3663 has again done its research to enable it to offer a range to satisfy everyone. "Consumers are looking towards 'comfort' dining, with many retro lines increasingly popular," says marketing manager Angela May. "People look to the familiar but also want a slightly different slant to keep things interesting.

"Unquestionably, it's a challenging market and our customers' margins are constantly being squeezed. However, our teams are on hand to work with customers on everything from portion sizes to cooking methods and menu design to plate presentation ideas. This year, our range, deals and support will help give them plenty of reasons to celebrate Christmas."

According to 3663, its promotions generated more than £2m worth of savings to customers last year. This year it is providing even better value through exclusive promotions focused around customers' most popular menu choices.

Deals include giving away free stuffing or pigs in blankets with every two easy carve turkeys, and two free cherry cheesecakes with every blackcurrant cheesecake bought.

Every deal earns points in its Safari loyalty programme, which can be redeemed against items that include high street vouchers, iPods and DVDs. "As a reward for their loyalty, last year our customers earned nearly 75 million points over the festive period," adds May.

Its range includes more than 70 new lines. Also new is its '12 Days of Christmas' own brand range consisting of 12 products that have been taste tested by a panel of food lovers. These range from chicken stuffed with roquefort cheese and fi g to chocolate caramel salted torte. In addition ViVAS, 3663's wine arm, has added the fizz.

For its autumn/winter/Christmas range, Brakes has again focused on British and sustainably sourced produce. Its aim is to keep things simple in the kitchen to help chefs deliver good meals without any hassle. "We look at trends for the year and products in season, then develop ingredient combinations until we create the perfect dishes," says head of food marketing Sally Sturley. "Our aim is to ensure every dish caters for the full spectrum of foodservice operators."

This year it has concentrated on smaller starters such as tapas style dishes to share to encourage consumers to get through the menu, while main dishes offer alternatives to traditional turkey. For example, pre frozen British game such as pheasant dressed to impress and game casserole in individual pouches to heat and serve.
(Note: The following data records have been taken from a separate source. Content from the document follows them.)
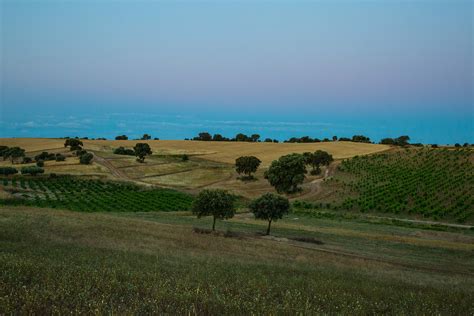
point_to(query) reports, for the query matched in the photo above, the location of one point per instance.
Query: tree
(85, 158)
(124, 151)
(141, 151)
(33, 170)
(270, 207)
(216, 203)
(286, 173)
(317, 159)
(247, 165)
(15, 153)
(255, 137)
(74, 144)
(360, 139)
(6, 171)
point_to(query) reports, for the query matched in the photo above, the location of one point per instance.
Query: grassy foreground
(60, 262)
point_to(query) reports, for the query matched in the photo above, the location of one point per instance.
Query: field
(117, 236)
(429, 183)
(61, 262)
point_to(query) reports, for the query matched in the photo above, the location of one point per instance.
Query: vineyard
(91, 195)
(434, 183)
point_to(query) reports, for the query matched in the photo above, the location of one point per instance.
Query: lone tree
(270, 207)
(317, 159)
(14, 153)
(141, 151)
(74, 144)
(85, 158)
(247, 165)
(6, 171)
(286, 173)
(33, 170)
(216, 203)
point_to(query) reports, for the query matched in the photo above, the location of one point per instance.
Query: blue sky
(307, 67)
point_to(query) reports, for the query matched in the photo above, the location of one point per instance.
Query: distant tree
(360, 139)
(270, 207)
(241, 138)
(205, 136)
(27, 160)
(286, 173)
(124, 151)
(255, 137)
(85, 158)
(60, 157)
(14, 153)
(247, 165)
(216, 203)
(4, 152)
(6, 171)
(402, 140)
(217, 138)
(317, 159)
(141, 151)
(74, 144)
(32, 170)
(387, 141)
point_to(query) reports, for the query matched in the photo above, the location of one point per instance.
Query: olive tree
(247, 165)
(141, 151)
(270, 207)
(216, 203)
(317, 159)
(287, 173)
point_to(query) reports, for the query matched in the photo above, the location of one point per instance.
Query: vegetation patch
(66, 192)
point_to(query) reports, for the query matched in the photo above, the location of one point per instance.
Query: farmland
(60, 261)
(429, 183)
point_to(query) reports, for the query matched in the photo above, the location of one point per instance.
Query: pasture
(57, 261)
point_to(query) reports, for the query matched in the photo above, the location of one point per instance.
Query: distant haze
(278, 68)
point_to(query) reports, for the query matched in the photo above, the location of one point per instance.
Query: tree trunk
(268, 228)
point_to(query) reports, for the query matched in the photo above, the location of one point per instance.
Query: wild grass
(68, 262)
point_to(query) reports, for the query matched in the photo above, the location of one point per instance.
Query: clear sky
(379, 66)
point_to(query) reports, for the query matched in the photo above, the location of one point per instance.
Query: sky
(381, 68)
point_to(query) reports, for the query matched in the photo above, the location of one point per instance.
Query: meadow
(57, 261)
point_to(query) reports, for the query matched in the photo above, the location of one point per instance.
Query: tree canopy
(287, 173)
(270, 207)
(247, 165)
(216, 203)
(141, 151)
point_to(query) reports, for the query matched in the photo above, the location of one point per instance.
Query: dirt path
(113, 170)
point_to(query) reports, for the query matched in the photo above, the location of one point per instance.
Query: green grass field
(73, 262)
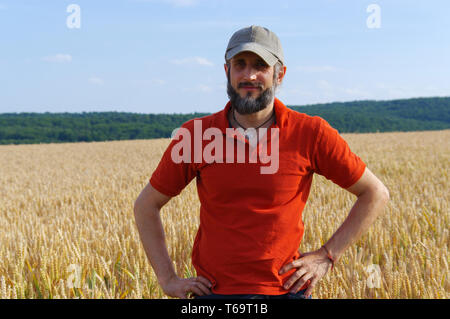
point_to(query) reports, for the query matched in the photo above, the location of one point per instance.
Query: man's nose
(250, 73)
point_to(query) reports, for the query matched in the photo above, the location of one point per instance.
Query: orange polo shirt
(251, 223)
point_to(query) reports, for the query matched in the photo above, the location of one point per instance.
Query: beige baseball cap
(258, 40)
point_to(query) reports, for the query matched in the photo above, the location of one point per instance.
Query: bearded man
(251, 223)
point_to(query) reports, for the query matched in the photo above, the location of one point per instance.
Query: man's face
(250, 83)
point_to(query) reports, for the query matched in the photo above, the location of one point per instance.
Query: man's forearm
(151, 232)
(363, 213)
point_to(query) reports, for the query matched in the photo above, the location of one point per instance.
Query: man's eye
(261, 65)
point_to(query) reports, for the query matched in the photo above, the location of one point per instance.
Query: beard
(248, 104)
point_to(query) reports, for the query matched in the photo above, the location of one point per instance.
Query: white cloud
(58, 58)
(95, 80)
(192, 60)
(204, 88)
(182, 3)
(159, 81)
(317, 68)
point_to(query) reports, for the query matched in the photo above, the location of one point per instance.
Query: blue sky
(166, 56)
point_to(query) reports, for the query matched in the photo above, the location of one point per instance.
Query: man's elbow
(383, 194)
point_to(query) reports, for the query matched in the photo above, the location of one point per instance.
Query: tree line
(347, 117)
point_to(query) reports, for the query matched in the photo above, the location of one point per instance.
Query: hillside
(418, 114)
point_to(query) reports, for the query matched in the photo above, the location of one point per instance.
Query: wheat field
(68, 230)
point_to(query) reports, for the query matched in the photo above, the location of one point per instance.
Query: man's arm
(147, 215)
(372, 198)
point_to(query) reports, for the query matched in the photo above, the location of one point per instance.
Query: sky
(167, 56)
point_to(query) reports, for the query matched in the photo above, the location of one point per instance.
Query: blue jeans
(298, 295)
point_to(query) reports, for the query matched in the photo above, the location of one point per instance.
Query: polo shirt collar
(281, 113)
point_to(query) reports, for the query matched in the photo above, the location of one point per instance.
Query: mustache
(248, 84)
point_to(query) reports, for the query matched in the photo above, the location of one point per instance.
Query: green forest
(418, 114)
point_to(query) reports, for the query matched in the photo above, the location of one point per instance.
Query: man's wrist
(328, 255)
(166, 279)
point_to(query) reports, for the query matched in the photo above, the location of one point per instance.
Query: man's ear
(281, 74)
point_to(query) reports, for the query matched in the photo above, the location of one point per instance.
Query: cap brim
(268, 57)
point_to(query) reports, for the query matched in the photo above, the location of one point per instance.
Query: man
(250, 223)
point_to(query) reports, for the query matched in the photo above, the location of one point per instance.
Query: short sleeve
(171, 177)
(333, 158)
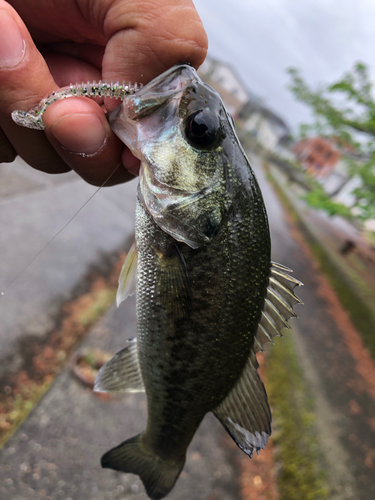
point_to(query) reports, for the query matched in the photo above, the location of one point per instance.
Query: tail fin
(158, 475)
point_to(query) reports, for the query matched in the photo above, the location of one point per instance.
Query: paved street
(33, 207)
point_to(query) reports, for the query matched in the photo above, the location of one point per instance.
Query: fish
(208, 296)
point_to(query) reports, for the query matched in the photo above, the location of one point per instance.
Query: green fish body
(208, 295)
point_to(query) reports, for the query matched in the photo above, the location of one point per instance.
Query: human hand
(45, 45)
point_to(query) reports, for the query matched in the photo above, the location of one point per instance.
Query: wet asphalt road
(339, 372)
(55, 454)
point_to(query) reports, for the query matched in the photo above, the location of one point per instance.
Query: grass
(300, 473)
(101, 300)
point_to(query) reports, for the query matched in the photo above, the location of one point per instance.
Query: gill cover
(176, 126)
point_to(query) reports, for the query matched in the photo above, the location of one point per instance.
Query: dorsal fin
(278, 305)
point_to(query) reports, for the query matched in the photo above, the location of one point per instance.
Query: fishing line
(56, 235)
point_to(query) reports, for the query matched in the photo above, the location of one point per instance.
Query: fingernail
(12, 45)
(80, 133)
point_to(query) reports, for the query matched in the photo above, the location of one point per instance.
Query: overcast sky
(261, 38)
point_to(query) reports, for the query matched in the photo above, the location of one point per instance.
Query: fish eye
(202, 129)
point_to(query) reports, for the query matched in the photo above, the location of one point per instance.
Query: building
(224, 79)
(317, 155)
(267, 127)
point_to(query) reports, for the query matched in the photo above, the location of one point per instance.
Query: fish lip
(160, 90)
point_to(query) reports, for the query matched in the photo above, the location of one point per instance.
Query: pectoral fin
(122, 373)
(128, 277)
(245, 413)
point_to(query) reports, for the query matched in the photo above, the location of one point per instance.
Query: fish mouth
(165, 87)
(126, 119)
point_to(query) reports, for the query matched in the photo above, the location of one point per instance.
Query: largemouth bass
(208, 295)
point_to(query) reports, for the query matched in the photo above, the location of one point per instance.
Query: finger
(81, 135)
(146, 38)
(24, 81)
(7, 152)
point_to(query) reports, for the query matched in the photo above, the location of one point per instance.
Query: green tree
(345, 112)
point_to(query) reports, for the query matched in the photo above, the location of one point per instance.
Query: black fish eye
(202, 129)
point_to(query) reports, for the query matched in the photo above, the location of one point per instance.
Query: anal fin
(122, 373)
(245, 413)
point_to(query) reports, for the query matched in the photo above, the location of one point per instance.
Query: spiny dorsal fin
(122, 373)
(128, 277)
(278, 305)
(245, 413)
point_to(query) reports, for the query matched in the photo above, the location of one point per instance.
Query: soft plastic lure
(34, 117)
New desserts include old English fruit pudding and Elizabethan tart – a take on a mince pie without the pastry top.

Sweet festive flavours from Dawn Foods includes cinnamon and nutmeg cookies and mulled wine loaf. "Although we love old favourites, there is always a place for new tastes and textures," says marketing manager Jacqui Passmore. "People are more prepared to try things in their search for a luxurious experience and caterers should look for ideas from Europe as it continues to influence British tastes."